The last time Christopher Nolan put out a Batman movie, the early reviews were nearly all raves. Then David Edelstein, formerly of Slate and now the film critic for New York Magazine, expressed some reservations, pointing out, for instance, that the movie's twists "play as if they’d been penned by Oxford philosophy majors trying to tone up a piece of American pop." Which is true, by the way. But many Batman fanboys, who, for the most part, had not actually seen the movie yet, unleashed a wave of online vitriol at the critic.
This time around, the first negative review for a Christopher Nolan Batman movie—The Dark Knight Rises, of course, which comes out on Friday—has been published by Marshall Fine, and the response to that review apparently crashed his server.
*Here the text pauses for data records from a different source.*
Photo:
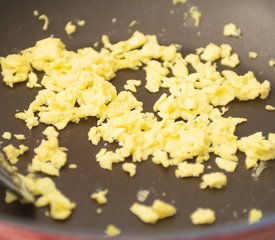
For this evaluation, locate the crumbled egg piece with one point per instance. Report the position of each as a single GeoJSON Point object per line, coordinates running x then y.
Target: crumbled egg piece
{"type": "Point", "coordinates": [142, 195]}
{"type": "Point", "coordinates": [81, 23]}
{"type": "Point", "coordinates": [100, 196]}
{"type": "Point", "coordinates": [195, 14]}
{"type": "Point", "coordinates": [254, 215]}
{"type": "Point", "coordinates": [13, 153]}
{"type": "Point", "coordinates": [252, 55]}
{"type": "Point", "coordinates": [231, 61]}
{"type": "Point", "coordinates": [19, 136]}
{"type": "Point", "coordinates": [130, 168]}
{"type": "Point", "coordinates": [269, 107]}
{"type": "Point", "coordinates": [10, 197]}
{"type": "Point", "coordinates": [132, 85]}
{"type": "Point", "coordinates": [151, 214]}
{"type": "Point", "coordinates": [44, 18]}
{"type": "Point", "coordinates": [227, 165]}
{"type": "Point", "coordinates": [231, 30]}
{"type": "Point", "coordinates": [49, 156]}
{"type": "Point", "coordinates": [133, 23]}
{"type": "Point", "coordinates": [70, 28]}
{"type": "Point", "coordinates": [213, 180]}
{"type": "Point", "coordinates": [99, 210]}
{"type": "Point", "coordinates": [271, 62]}
{"type": "Point", "coordinates": [185, 169]}
{"type": "Point", "coordinates": [7, 135]}
{"type": "Point", "coordinates": [179, 1]}
{"type": "Point", "coordinates": [32, 81]}
{"type": "Point", "coordinates": [203, 216]}
{"type": "Point", "coordinates": [112, 231]}
{"type": "Point", "coordinates": [60, 206]}
{"type": "Point", "coordinates": [257, 148]}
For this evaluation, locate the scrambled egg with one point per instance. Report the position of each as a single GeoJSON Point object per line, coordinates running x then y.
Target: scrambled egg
{"type": "Point", "coordinates": [70, 28]}
{"type": "Point", "coordinates": [49, 156]}
{"type": "Point", "coordinates": [232, 30]}
{"type": "Point", "coordinates": [190, 122]}
{"type": "Point", "coordinates": [12, 153]}
{"type": "Point", "coordinates": [100, 196]}
{"type": "Point", "coordinates": [254, 215]}
{"type": "Point", "coordinates": [203, 216]}
{"type": "Point", "coordinates": [213, 180]}
{"type": "Point", "coordinates": [256, 147]}
{"type": "Point", "coordinates": [151, 214]}
{"type": "Point", "coordinates": [112, 230]}
{"type": "Point", "coordinates": [227, 165]}
{"type": "Point", "coordinates": [142, 195]}
{"type": "Point", "coordinates": [130, 168]}
{"type": "Point", "coordinates": [19, 137]}
{"type": "Point", "coordinates": [7, 135]}
{"type": "Point", "coordinates": [44, 18]}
So says Matt Atchity, the editor-in-chief of Rotten Tomatoes, who has published an open letter on that site entitled "The Dark Knight Rises—This Is Why We Can't Have Nice Things."
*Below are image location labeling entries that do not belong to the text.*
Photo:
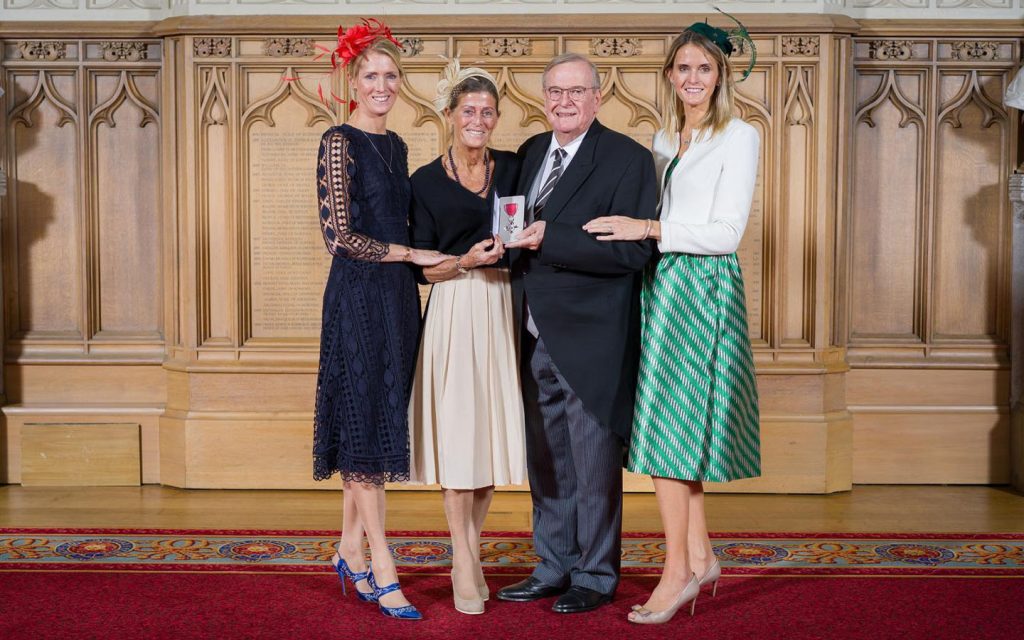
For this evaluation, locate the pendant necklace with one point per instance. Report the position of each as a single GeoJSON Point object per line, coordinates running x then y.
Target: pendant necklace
{"type": "Point", "coordinates": [390, 145]}
{"type": "Point", "coordinates": [486, 172]}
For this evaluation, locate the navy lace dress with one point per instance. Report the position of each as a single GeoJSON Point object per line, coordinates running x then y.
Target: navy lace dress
{"type": "Point", "coordinates": [371, 309]}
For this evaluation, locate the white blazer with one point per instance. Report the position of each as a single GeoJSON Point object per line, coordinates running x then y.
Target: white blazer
{"type": "Point", "coordinates": [707, 202]}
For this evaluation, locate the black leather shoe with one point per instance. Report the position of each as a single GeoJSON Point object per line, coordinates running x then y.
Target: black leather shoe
{"type": "Point", "coordinates": [528, 590]}
{"type": "Point", "coordinates": [580, 599]}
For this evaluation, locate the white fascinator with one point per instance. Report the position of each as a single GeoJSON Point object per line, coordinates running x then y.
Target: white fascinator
{"type": "Point", "coordinates": [452, 77]}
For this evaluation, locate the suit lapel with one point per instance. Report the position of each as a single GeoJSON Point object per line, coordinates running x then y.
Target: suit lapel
{"type": "Point", "coordinates": [532, 163]}
{"type": "Point", "coordinates": [580, 168]}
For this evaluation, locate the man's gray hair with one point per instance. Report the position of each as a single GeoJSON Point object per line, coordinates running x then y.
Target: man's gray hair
{"type": "Point", "coordinates": [571, 57]}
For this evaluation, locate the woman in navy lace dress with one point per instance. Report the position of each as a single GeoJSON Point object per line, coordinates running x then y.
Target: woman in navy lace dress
{"type": "Point", "coordinates": [371, 316]}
As Atchity explains, the link to Fine's review has been removed from Rotten Tomatoes, at Fine's request, so the critic can get his own site working again—but the review itself is still counted in the Rotten Tomatoes score for the movie. And after explaining that site editors would be carefully policing comments on the Dark Knight Rises page, Atchity added an update saying that comments on that page have now been disabled.
Meanwhile, another critic decided to troll the fanboys, by posting a fake review link with the bogus pull-quote "The Dark Knight Rises is easily the most disappointing Batman movie so far—and I'm including Schumacher's Batman & Robin in that statement." The same critic, Eric D. Snider, did something similar when the last Batman was imminent; this time, Atchity has responded by removing that critic's reviews from the Tomatometer. (As Snider explains on his own site, such links and quotes are frequently provided by the critics themselves, and not by anyone on the Rotten Tomatoes staff.)
Fortunately no one from the movie itself has jumped in to call for action against the dissenting critics (the film has since received its second negative review), but maybe the cast is just waiting for The New York Times to weigh in before such drastic measures are taken. Or maybe the cast of The Dark Knight Rises—unlike at least one actor from another superhero movie I could name—recognizes that critics should be allowed to respond freely and independently to the movies they see, even if their opinions don't match everyone else's.